What Nicolai Ouroussoff Could Learn from Karl Pilkington
One may be the most widely read architectural writer in the nation. The other is the unsaintly holy fool of the Science Channel's series An Idiot Abroad. But the authority should have paid attention to the clown.
Nicolai Ourossoff, the New York Times architecture critic, writes of Frank Gehry's 8 Spruce Street that the impersonal lobby and industrial-looking public school housed in the lower floors don't matter:
. . . once you see the tower in the skyline, a view that seems to lift Lower Manhattan out of its decade-long gloom. The building is particularly mesmerizing from the Brooklyn waterfront, where it's possible to make out one of the deep setbacks that give the building its reassuringly old-fashioned feel. In daylight the furrowed surfaces of the facades look as if they've been etched by rivulets of water, an effect that is all the more dramatic next to the clunky 1980s glass towers just to the south. Closer up, from City Hall Park, the same ripples look softer, like crumpled fabric.
There's just one problem. People paying $3,000, which the developers have considered raising, for a small apartment in the building (This is "democratic at heart"? Well, I guess there's no co-op board) don't have this view at all, even if some can see the Brooklyn Bridge and the Statue of Liberty.
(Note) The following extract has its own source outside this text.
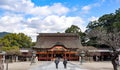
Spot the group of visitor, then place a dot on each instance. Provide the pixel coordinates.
(57, 60)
That's where Mr. Pilkington comes in, in an episode broadcast days before the review. Gazing at the superb and mysterious "Treasury" in the Jordanian site of Petra from his makeshift sleeping quarters in a simple grotto facing it in the Middle East episode of the program, he confirms his maxim that, "I'd rather live in a cave with a view of a palace than live in a palace with a view of a cave." Time for New York apartment-seekers to scout Brooklyn walkups. Or rent anywhere and hang out in City Hall Park.